If we define the sequence $x_n$ through the recurrence relationship $x_{n+1}=\sqrt{6+x_n}$. There are three cases for values of $x_1$.

CASE $1$: $x_1=3$

Obviously, if $x_1=3$, then $x_n=3$ for all $n>1$.

CASE $2$: $-6\le x_1<3$

If $-6\le x_1<3$, then it is easy to see inductively that $0<x_{n}<3$ for all $n > 1$. Additionally, it is easy to see that $x_{n+1}-x_n=\sqrt{6+x_n}-x_n=\frac{(3-x_n)(2+x_n)}{\sqrt{6+x_n}+x_n}>0$ and thus $x_n$ increases monotonically.
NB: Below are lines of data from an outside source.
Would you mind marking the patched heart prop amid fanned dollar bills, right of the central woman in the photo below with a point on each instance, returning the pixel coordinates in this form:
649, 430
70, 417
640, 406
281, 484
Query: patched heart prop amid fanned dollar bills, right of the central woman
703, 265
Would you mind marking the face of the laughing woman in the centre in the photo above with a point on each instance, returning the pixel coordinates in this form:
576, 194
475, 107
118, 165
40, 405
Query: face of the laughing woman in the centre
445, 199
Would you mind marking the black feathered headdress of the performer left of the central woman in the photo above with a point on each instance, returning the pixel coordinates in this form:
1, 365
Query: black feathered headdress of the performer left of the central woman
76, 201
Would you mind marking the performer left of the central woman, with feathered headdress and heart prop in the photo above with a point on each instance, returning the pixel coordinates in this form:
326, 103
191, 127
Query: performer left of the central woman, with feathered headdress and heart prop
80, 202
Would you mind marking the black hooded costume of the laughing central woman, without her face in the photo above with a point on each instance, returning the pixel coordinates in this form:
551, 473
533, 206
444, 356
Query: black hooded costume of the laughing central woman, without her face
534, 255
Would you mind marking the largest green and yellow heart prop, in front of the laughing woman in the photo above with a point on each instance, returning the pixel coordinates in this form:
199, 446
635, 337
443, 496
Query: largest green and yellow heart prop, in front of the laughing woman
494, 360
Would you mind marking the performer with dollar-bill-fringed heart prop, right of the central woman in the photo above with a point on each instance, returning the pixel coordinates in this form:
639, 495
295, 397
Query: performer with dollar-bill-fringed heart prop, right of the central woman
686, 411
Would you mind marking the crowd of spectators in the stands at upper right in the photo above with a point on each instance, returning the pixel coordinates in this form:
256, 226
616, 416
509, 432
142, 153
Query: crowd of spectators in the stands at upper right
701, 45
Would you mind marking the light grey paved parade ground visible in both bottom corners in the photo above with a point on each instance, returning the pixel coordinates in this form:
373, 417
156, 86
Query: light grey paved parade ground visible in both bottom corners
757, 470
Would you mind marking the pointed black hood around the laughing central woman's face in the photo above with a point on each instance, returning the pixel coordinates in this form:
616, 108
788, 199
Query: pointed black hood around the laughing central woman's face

Therefore we have

$$\lim_{n\to \infty}x_{n+1}=\lim_{n\to \infty}x_n=\sqrt{6+\lim_{n\to \infty}x_n}\implies \lim_{n\to \infty}x_n=3$$

CASE $3$: $3<x_1$

If $3<x_1$, then it is easy to see inductively that $0<x_{n}>3$ for all $n\ge 1$. Additionally, it is easy to see that $x_{n+1}-x_n=\sqrt{6+x_n}-x_n=\frac{(3-x_n)(2+x_n)}{\sqrt{6+x_n}+x_n}<0$ and thus $x_n$ decreases monotonically.

Therefore we have $$\lim_{n\to \infty}x_{n+1}=\lim_{n\to \infty}x_n=\sqrt{6+\lim_{n\to \infty}x_n}\implies \lim_{n\to \infty}x_n=3$$